As I do every year, I prepare a little nativity scene to put at the entrance of my floor, the Intensive Neonatal Therapy Unit; it helps us keep in mind the Fact that changed history forever, but that started as a little newborn baby, just like our little patients, so little, weak and defenseless.
Tuesday morning the head of the floor called me to say that I needed to remove the nativity scene. The Fire Marshall had come to inspect for fire hazards and the nativity, thought minimal, was a fire hazard. And, I was told, if we didn't remove it we would receive a fine for breaking the code. I couldn’t believe it…
“My nativity is ceramic, there is no fire hazard”, I tried to say, in order to retain my little piece of art, which I am sure is a sign of hope for parents who come to visit their sick babies. But there was nothing I could do, and my nativity ended up in a plastic bag.
In the meantime I was called to the delivery room, as a woman unexpectedly gave birth, prematurely, to a tiny little boy who weighed only 600 grams. He didn’t grow much because his mother had lost her water months earlier; we were afraid that his lungs would not develop.
We put him in the incubator to keep him warm and we gave him oxygen through a powerful machine, giving him 600 breaths a minute. His life was hanging by a thread…
After about an hour his parents came in to visit. The mother was lying on a gurney—they were taking her to the post-partum operating room—but they wanted a short visit in the neonatal reanimation room to see their little boy, knowing that his condition was absolutely critical.
The mother was focused on him, her gaze was sweet, grasping his little hand, whispering to him; the father asked me, “is there hope?”
Hope…my little nativity scene came to mind, as the hope I wanted to “sustain” them with. Instead, I was in front of this father and this mother, and what was the hope that I could give them?
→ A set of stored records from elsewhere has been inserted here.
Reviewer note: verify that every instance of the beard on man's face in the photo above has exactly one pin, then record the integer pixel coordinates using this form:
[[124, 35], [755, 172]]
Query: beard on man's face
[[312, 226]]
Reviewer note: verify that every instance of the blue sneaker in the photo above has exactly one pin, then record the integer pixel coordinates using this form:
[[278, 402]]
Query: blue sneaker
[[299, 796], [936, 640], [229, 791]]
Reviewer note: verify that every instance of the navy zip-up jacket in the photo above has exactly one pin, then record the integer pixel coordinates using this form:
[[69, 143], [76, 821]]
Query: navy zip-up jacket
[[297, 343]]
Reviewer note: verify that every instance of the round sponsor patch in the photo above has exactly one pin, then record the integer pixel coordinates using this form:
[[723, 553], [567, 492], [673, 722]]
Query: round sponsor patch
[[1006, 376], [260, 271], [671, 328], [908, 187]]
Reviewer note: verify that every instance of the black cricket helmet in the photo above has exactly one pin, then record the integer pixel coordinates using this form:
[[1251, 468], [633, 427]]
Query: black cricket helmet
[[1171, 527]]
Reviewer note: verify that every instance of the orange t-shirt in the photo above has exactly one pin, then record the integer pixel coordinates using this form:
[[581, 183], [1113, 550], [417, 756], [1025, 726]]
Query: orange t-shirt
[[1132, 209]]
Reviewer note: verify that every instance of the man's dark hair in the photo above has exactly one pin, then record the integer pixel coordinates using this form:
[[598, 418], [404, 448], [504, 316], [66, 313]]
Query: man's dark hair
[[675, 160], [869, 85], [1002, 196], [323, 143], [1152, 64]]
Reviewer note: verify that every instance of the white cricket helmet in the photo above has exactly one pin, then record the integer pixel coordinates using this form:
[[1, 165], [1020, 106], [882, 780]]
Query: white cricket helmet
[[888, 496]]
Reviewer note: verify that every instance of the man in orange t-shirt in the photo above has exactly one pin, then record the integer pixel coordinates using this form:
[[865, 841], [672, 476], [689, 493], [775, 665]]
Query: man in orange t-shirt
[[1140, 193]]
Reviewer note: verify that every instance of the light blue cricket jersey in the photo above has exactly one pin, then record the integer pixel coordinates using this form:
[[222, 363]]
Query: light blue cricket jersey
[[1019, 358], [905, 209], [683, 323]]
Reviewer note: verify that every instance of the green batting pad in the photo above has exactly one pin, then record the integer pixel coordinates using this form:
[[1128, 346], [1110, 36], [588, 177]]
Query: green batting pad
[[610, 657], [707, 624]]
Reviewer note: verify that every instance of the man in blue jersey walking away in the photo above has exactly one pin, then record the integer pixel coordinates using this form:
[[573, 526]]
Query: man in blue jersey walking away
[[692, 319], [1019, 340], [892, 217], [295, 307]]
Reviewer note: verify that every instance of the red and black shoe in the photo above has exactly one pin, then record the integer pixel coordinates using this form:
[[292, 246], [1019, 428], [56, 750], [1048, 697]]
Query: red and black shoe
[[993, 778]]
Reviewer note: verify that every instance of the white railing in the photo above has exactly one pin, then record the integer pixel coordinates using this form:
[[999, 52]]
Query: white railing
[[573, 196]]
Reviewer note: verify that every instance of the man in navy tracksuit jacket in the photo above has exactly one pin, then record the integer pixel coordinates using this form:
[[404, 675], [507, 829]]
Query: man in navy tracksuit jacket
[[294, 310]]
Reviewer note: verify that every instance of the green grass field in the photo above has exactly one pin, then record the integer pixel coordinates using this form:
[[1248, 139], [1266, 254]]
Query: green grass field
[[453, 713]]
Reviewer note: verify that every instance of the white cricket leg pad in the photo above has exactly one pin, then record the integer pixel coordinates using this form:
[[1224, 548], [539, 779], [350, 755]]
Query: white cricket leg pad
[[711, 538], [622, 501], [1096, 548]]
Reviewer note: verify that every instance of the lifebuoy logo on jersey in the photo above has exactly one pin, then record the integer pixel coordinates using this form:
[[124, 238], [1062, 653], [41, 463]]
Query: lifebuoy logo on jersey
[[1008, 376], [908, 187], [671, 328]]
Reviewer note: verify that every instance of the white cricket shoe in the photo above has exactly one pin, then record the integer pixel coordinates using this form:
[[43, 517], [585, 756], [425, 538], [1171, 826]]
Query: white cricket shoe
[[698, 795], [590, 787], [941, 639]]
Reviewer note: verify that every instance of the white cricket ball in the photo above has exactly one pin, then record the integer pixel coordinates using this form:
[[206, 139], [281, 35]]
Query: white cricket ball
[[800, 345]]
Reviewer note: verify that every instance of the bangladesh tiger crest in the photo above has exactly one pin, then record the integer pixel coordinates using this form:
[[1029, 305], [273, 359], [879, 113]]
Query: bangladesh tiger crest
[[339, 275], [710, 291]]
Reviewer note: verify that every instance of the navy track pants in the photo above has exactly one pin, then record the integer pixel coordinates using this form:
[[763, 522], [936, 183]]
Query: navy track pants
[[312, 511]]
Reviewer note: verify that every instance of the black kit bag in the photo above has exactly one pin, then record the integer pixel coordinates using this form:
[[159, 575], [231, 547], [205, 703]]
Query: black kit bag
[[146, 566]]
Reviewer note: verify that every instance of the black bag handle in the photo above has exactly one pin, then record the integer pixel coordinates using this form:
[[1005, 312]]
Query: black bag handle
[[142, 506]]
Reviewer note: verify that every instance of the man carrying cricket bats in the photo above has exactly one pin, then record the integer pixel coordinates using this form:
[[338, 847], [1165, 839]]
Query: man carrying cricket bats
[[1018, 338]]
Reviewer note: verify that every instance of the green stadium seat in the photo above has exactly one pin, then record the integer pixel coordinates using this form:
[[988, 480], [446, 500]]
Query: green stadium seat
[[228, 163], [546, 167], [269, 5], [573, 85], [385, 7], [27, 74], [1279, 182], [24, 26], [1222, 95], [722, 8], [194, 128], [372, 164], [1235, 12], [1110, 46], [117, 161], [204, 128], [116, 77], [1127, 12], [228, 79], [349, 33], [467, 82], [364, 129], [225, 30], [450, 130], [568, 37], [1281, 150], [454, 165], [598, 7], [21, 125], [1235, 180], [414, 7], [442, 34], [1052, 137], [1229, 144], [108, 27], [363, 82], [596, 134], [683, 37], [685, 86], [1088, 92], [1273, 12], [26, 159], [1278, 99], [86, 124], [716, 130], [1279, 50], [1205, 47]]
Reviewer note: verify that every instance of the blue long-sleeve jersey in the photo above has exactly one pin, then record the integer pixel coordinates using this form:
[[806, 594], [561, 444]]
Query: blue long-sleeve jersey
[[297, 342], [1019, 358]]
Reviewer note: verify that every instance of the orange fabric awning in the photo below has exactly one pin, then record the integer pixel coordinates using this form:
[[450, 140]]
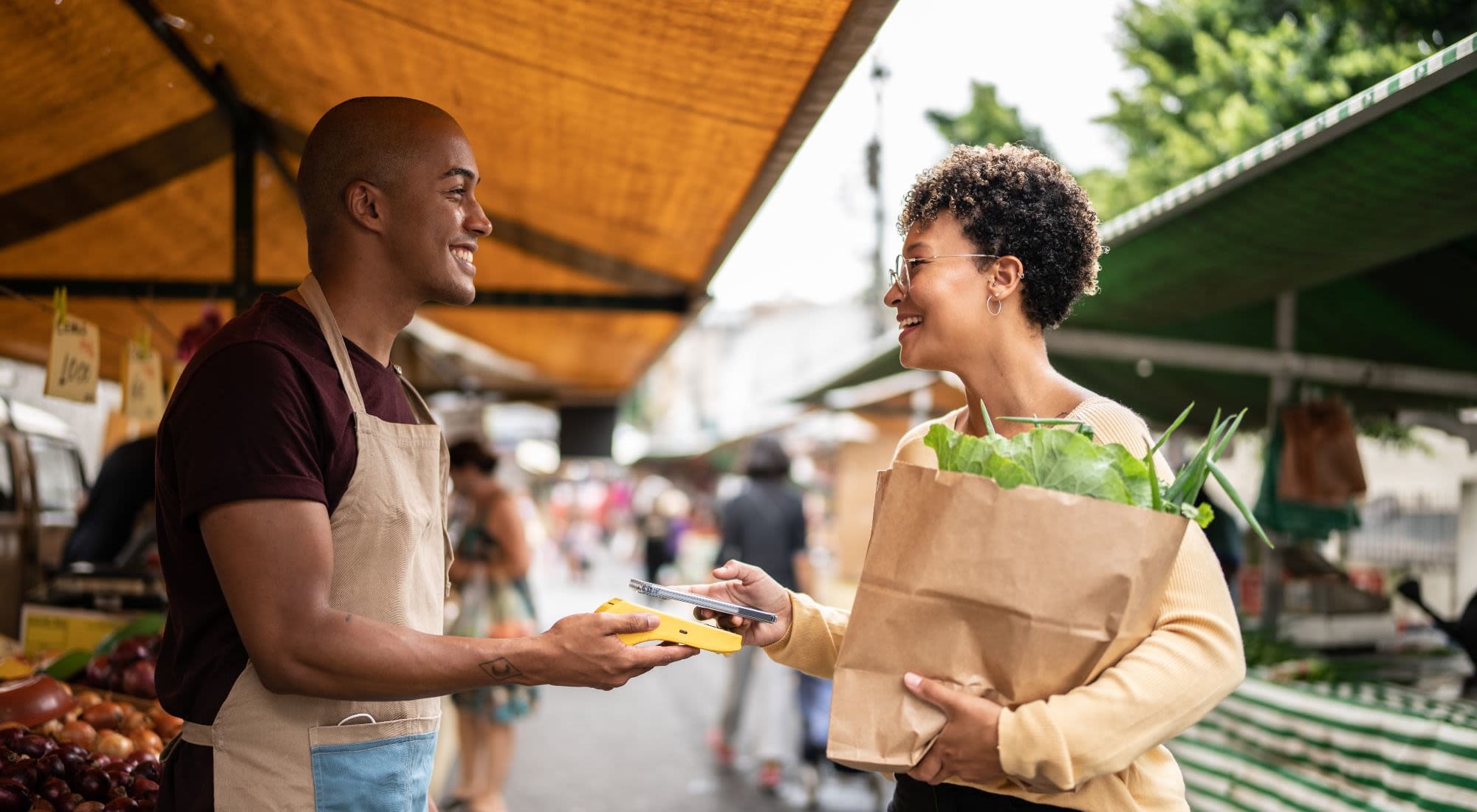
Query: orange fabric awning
[[624, 144]]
I looked at the boy and I looked at the parents and I said, “Congratulations! You have a little boy. He is a little small,…and, what will you name him?” The mother thought for a minute and then came a big small and she exclaimed, “Ethan”.
I too smiled because I understood, certainly the mother was right! When there is a name there is hope; to have a name means ‘to be called’, that is, the Mystery of God called him to life, he wanted him, he wants him now.
Hope is the fact that this baby is here now and his life, though hanging by a thread, is precious in the eyes of his parents, in my eyes, in the eyes of the nurses, of the interns, an in all of the peple who were around him now in the neonatal intensive therapy unit who were fighting for his life, and who were going to stay with him every instant to modulate things according to his needs.
But his life was even more precious in the eyes of He who gave him a purpose, and who will continue to give him life until this purpose is finished. We don’t need the nativity. Here we are, together, in the grotto of Bethlehem.